Editorial: Rummy’s failing memory
Friday, June 23, 2006 | 7:18 a.m.
It took the Pentagon a year to honor a newspaper's request, made under the Freedom of Information Act, to have a transcript released of an interview that Pentagon investigators conducted with Defense Secretary Donald Rumsfeld regarding the department's overall purchase practices, including a $30 billion defense procurement scandal. Now we know why there was such foot-dragging in releasing the information.
According to a recent story by The Washington Post, which had filed the FOIA request, Rumsfeld told investigators for the Pentagon's inspector general that his poor memory and distraction with wars in Iraq and Afghanistan were reasons he didn't know why his department spent $30 billion to lease tanker aircraft that his own experts had said were not needed.

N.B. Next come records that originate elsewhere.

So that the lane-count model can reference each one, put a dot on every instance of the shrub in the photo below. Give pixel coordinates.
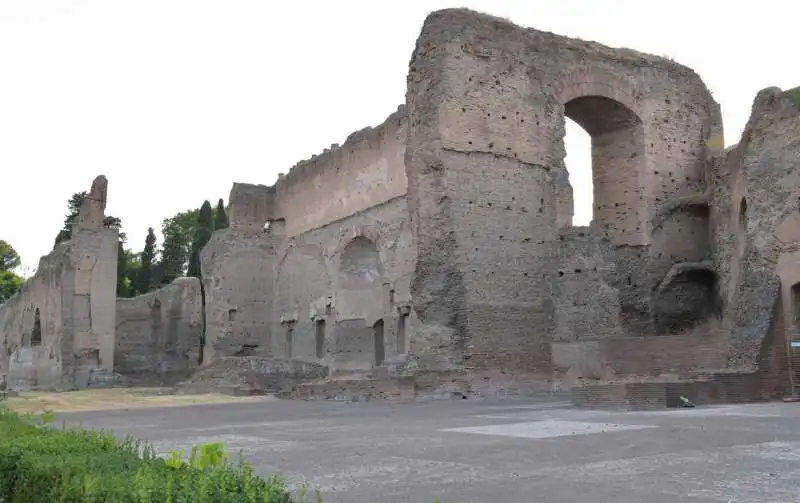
(72, 465)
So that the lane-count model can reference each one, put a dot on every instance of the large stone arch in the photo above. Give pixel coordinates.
(486, 102)
(608, 109)
(359, 265)
(301, 277)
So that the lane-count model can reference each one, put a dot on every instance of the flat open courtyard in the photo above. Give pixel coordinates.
(494, 451)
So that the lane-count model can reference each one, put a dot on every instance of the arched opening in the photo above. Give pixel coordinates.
(36, 334)
(616, 137)
(288, 339)
(360, 265)
(380, 348)
(578, 160)
(320, 338)
(156, 323)
(743, 216)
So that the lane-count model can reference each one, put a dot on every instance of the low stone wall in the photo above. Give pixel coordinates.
(158, 334)
(252, 375)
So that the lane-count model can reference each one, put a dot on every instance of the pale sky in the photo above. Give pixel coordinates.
(173, 100)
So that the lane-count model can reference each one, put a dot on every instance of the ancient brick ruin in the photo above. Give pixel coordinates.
(436, 252)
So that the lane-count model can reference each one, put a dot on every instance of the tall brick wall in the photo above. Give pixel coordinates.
(488, 101)
(58, 332)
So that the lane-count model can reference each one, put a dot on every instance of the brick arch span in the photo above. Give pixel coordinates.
(359, 259)
(609, 109)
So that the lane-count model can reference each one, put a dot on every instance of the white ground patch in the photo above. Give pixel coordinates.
(549, 428)
(749, 410)
(233, 443)
(398, 471)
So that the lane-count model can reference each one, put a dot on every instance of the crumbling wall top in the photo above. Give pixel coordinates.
(251, 206)
(369, 135)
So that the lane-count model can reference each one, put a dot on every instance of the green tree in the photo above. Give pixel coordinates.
(220, 216)
(74, 207)
(202, 234)
(9, 258)
(10, 284)
(128, 265)
(144, 278)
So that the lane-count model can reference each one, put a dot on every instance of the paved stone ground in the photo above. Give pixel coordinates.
(496, 451)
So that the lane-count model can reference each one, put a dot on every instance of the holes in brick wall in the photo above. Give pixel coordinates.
(319, 334)
(287, 345)
(380, 348)
(400, 342)
(743, 215)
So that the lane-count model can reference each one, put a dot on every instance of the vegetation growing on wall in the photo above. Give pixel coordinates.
(39, 463)
(185, 234)
(10, 282)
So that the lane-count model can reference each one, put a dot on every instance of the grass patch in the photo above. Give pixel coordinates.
(72, 465)
(110, 399)
(794, 95)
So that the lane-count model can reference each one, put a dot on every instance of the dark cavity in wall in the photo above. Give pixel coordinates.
(691, 299)
(202, 321)
(247, 350)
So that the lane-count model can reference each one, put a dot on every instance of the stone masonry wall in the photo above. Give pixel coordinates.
(158, 334)
(263, 287)
(58, 332)
(487, 101)
(756, 227)
(368, 169)
(337, 282)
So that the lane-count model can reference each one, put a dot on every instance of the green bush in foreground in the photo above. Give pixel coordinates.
(72, 465)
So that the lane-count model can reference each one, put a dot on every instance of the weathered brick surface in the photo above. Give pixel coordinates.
(158, 334)
(457, 212)
(73, 296)
(435, 252)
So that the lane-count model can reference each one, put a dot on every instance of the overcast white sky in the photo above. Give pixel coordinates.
(173, 100)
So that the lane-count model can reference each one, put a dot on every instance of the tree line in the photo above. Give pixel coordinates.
(184, 235)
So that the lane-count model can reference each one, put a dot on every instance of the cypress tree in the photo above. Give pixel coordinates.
(221, 217)
(144, 279)
(202, 234)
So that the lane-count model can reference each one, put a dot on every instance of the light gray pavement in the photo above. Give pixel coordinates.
(500, 452)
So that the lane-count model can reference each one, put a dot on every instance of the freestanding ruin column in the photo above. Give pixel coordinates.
(487, 102)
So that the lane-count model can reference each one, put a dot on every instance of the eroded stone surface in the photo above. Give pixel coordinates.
(58, 332)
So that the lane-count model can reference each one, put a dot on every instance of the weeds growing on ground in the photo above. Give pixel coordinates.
(72, 465)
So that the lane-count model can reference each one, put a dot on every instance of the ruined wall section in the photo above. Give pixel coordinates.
(71, 345)
(158, 334)
(487, 103)
(757, 227)
(333, 284)
(31, 354)
(366, 170)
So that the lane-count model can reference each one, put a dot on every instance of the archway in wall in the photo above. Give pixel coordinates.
(360, 265)
(793, 343)
(617, 156)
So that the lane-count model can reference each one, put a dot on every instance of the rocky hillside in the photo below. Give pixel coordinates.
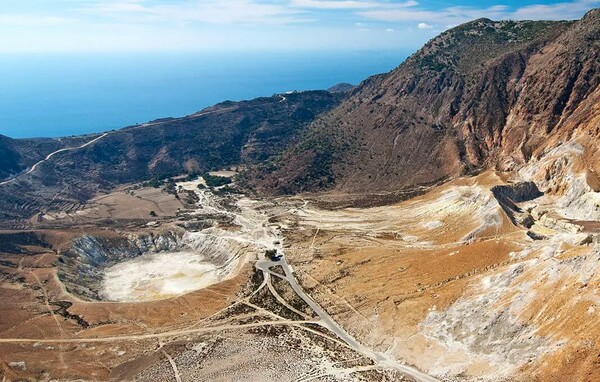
(16, 155)
(486, 93)
(230, 133)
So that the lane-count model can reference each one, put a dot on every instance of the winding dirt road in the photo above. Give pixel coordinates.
(32, 169)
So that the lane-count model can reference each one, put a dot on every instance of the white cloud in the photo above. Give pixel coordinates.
(459, 14)
(21, 20)
(334, 4)
(203, 11)
(349, 4)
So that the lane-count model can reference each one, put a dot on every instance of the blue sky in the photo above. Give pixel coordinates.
(200, 25)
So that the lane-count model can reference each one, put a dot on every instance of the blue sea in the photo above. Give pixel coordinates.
(59, 95)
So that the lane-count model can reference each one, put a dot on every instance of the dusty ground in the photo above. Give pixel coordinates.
(465, 282)
(447, 283)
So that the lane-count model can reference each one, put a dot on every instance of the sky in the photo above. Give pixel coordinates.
(82, 26)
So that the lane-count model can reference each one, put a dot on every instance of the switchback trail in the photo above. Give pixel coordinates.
(32, 169)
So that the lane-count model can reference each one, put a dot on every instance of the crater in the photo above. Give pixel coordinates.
(149, 267)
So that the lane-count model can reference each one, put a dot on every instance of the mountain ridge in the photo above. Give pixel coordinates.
(449, 110)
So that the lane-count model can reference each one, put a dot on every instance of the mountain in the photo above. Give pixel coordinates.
(342, 87)
(16, 155)
(483, 94)
(227, 134)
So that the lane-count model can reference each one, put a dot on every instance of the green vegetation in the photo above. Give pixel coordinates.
(215, 181)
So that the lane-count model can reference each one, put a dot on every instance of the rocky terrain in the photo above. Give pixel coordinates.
(227, 134)
(484, 94)
(437, 223)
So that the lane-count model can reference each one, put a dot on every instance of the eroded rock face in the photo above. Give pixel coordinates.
(81, 267)
(148, 267)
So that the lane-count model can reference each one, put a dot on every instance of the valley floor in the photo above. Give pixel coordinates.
(477, 279)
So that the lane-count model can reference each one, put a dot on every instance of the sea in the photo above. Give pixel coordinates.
(54, 95)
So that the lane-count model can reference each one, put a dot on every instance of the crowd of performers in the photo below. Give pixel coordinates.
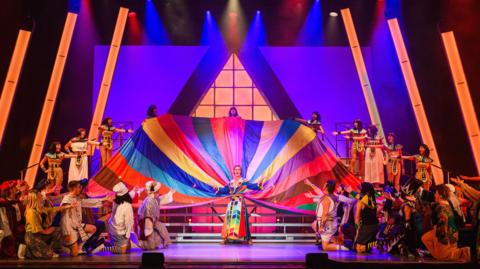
(414, 219)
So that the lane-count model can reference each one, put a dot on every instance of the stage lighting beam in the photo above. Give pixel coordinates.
(414, 94)
(50, 98)
(11, 81)
(108, 73)
(362, 70)
(463, 94)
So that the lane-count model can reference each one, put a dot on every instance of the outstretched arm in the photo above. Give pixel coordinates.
(42, 164)
(222, 190)
(470, 178)
(410, 158)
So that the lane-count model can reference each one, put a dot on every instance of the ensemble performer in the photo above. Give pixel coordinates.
(326, 223)
(54, 158)
(78, 146)
(120, 224)
(374, 158)
(76, 233)
(235, 227)
(12, 221)
(358, 135)
(366, 220)
(41, 238)
(423, 165)
(106, 130)
(441, 241)
(152, 232)
(314, 122)
(395, 167)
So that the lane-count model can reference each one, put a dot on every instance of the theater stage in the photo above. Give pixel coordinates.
(212, 255)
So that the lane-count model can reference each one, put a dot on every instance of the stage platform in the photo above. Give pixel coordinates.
(260, 255)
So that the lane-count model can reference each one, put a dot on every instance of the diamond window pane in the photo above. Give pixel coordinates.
(224, 96)
(243, 96)
(224, 79)
(238, 64)
(204, 111)
(258, 98)
(208, 98)
(245, 112)
(242, 79)
(262, 113)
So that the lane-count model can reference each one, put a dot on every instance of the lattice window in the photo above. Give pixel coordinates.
(234, 87)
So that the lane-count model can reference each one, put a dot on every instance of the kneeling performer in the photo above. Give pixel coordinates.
(152, 233)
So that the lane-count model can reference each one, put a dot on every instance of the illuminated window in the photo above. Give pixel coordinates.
(234, 87)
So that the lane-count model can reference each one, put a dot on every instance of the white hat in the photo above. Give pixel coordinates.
(149, 184)
(120, 189)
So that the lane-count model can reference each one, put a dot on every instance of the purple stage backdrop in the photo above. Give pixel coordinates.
(145, 75)
(320, 79)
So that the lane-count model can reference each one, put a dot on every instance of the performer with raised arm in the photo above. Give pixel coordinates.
(153, 233)
(54, 158)
(41, 238)
(326, 224)
(374, 158)
(358, 135)
(423, 165)
(235, 227)
(366, 220)
(76, 233)
(78, 146)
(106, 130)
(314, 122)
(395, 167)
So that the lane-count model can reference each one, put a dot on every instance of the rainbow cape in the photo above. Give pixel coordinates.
(195, 155)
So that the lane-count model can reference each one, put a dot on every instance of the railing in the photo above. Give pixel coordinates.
(185, 234)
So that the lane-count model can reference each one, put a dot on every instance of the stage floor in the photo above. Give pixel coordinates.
(196, 255)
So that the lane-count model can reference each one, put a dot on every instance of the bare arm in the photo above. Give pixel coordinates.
(410, 158)
(326, 206)
(470, 178)
(68, 146)
(357, 213)
(42, 164)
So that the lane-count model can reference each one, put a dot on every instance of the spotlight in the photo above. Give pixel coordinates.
(333, 14)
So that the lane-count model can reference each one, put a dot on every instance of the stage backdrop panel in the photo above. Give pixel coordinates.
(322, 79)
(145, 75)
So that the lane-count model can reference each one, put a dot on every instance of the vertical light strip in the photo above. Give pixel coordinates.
(50, 98)
(414, 95)
(10, 85)
(108, 73)
(362, 70)
(463, 93)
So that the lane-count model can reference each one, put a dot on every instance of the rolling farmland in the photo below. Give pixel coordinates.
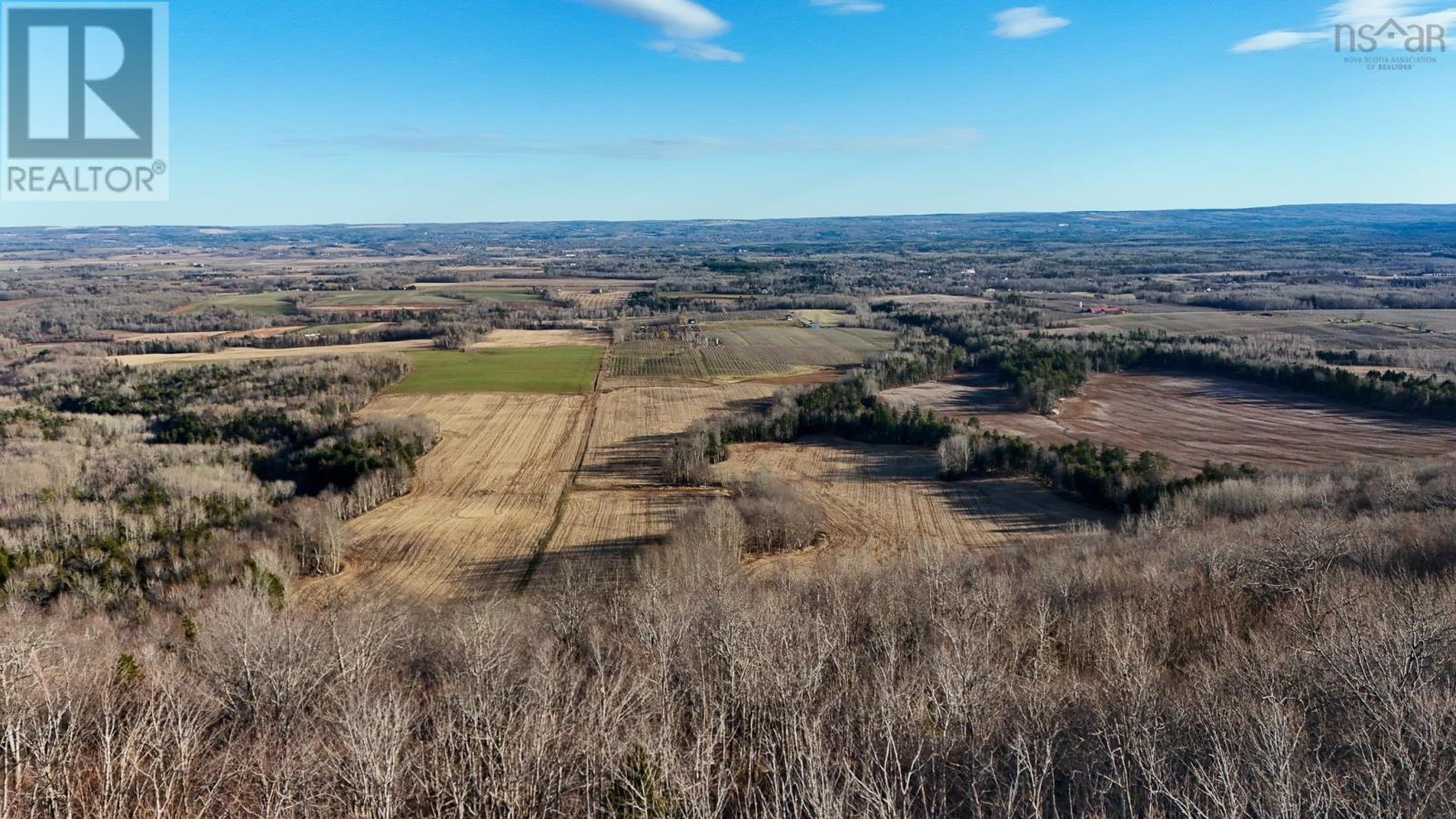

The transcript gives some insight as to why reports by the Government Accountability Office and Pentagon's inspector general have concluded that the Defense Department's method of buying new weapons is in shambles.
In an April memo, David Walker, the U.S. comptroller general, said that the Defense Department is not able to deliver quality weapons on time, the Post reported. Walker cited a "long-standing record" of missed deadlines and significant cost overruns that have occurred because "there hasn't been any accountability."
Rumsfeld - a former business executive who once issued "rules" that include, "Be precise - lack of precision is dangerous" - told investigators that he "may very well have" authorized the tanker purchase. But he was unsure because he was focused on the wars in Iraq and Afghanistan, rather than how the department under his direction was spending billions.
As this rudderless war in Iraq continues with its bloated budget and a sickening death toll, it is stunning that the U.S. defense secretary considers himself too busy to sweat $30 billion details. Such failures, in Rumsfeld's own words, "are dangerous." Under the Bush administration, evidently, they are acceptable.